Day 2: Crackington Haven to Boscastle
We started off today in good spirits as we had an excellent breakfast at The Coombe Barton Inn and our route today looked fairly easy and was only 6.4 miles. However our good spirits didn’t last long as the overcast skies suddenly got darker and then the rain started! We were here when the UK was receiving the tail end of one of the hurricanes and along with the wind we had the strongest wind ever! My son was convinced I was about to be blown off the cliff tops. Having read up about this stretch in the Guide Book the night before, we already knew this was quite a dangerous part of the Coastal Path. Erosion has caused the cliff to crumble in many parts and you are advised to stay well on the path. This was easier said than done as the rain lashed down and the wind tried to lift us off our feet! Because of the rain the paths became muddy and slippery so our 6.4 miles began to feel more like 10 miles! At one point we came around the corner to find 4 cows blocking our path! They were trying to shelter by some gorse bushes and had blocked the whole path! We couldn’t go round them because there was only gorse bushes on the one side and on the other it would have meant us walking literally on the edge of the cliff itself which in that weather wasn’t safe! After a few half hearted attempts to shoo them away, I suddenly morphed into Mrs Farmer and started herding them off the path. Surprisingly they responded to me and my son later told me that he was very impressed at how I got them to reverse, do a 3 point turn and pull into the gorse bushes to let us through!

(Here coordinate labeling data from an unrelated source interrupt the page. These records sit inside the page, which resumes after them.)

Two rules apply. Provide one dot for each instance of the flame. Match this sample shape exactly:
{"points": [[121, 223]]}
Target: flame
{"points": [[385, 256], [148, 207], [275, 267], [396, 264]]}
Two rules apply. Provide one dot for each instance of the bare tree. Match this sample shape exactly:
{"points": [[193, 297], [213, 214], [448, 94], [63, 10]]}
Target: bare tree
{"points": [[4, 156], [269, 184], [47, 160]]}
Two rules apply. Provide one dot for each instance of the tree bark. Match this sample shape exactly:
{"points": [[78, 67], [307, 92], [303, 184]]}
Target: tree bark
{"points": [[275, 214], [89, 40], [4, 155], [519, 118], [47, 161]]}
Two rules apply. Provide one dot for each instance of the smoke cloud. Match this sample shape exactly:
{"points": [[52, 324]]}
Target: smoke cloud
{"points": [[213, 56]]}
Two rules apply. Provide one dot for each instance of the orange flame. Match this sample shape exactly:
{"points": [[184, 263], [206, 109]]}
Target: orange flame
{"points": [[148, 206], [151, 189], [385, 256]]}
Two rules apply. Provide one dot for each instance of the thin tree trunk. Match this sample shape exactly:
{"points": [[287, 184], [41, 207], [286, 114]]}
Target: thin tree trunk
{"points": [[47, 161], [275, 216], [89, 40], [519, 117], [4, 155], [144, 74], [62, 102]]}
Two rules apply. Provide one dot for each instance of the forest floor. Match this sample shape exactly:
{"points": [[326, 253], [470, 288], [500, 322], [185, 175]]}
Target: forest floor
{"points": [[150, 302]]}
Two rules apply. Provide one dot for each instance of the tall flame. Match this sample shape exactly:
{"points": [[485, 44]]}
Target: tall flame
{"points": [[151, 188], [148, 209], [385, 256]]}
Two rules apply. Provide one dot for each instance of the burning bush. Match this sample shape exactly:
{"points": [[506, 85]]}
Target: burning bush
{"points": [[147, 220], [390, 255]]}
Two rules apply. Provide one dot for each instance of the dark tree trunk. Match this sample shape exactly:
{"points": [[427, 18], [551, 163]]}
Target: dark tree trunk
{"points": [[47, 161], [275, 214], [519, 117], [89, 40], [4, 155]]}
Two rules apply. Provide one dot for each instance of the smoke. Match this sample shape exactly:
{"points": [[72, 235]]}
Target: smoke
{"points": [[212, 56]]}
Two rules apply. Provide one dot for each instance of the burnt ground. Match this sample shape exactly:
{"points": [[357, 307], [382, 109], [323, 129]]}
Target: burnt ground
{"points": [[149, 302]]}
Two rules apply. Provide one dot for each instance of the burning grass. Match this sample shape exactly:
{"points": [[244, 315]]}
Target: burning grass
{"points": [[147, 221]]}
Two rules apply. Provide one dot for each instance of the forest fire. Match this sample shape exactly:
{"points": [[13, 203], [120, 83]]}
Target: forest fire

We continued through valleys that had horses, sheep and Soay goats in them. We climbed High Cliff (the highest cliff in Cornwall which is over 700 feet) and we passed by The Stranglers where Thomas Hardy wooed his wife. We still didn’t see any seals but then the sea was so rough they would have been mad to not taking shelter.
We finally arrived at Boscastle and dragged our squelching bodies up to The Riverside Inn. Not quite as hospitable as the previous night! My room was like a cupboard and I couldn’t get the radiator to work and also had problems with the TV and shower (all of which were sorted out by a very pleasant lady called Catherine). Finally with the radiator working I was able to dry off and we had a pleasant meal in the restaurant that night (served again by Catherine who I would say is probably the heart of the Hotel).
Day 3: Boscastle to Tintagel
Before we left Boscastle this morning we went into the information centre to watch a video about the 2004 flood in Boscastle. The footage was incredible. It was wonderful to see how the town had managed to turn itself around since then and repair all the flood damage after nearly all the town was swept away.
We only had 4.8 miles to walk today and the weather was nice again. We walked across Willapark with its promontory fort constructed around 200 BC. The path rose there and then fell into Grower Gut and then the path almost disappeared into a wild bracken area. We passed Benoath Cove where we watched the surfers for a while. At the next beach Bossiney Haven there is a pierced rock referred to as Elephant Rock because of it’s resemblance to an elephants trunk however we struggled to see this and it looked more like an elephant’s foot to me!
The most beautiful part of this stretch is Rocky Valley. This is a steep ravne where the rocks have been carved by milennia of water action into a series of gullies and mini cliffs. It is quite stunning!
Along this part of the coast there used to be lots of puffins, razorbills and guillemots but their cliffs were decimated by a cliff fall which enabled rats to reach their nesting grounds so only a few are left now which is a great shame.
As we have been to Tintagel before when we arrived there we just headed off to catch the bus back to Bude to collect our car. So now we have done another 20+ miles and have walked 143 miles in total! Only another 487 to go!!!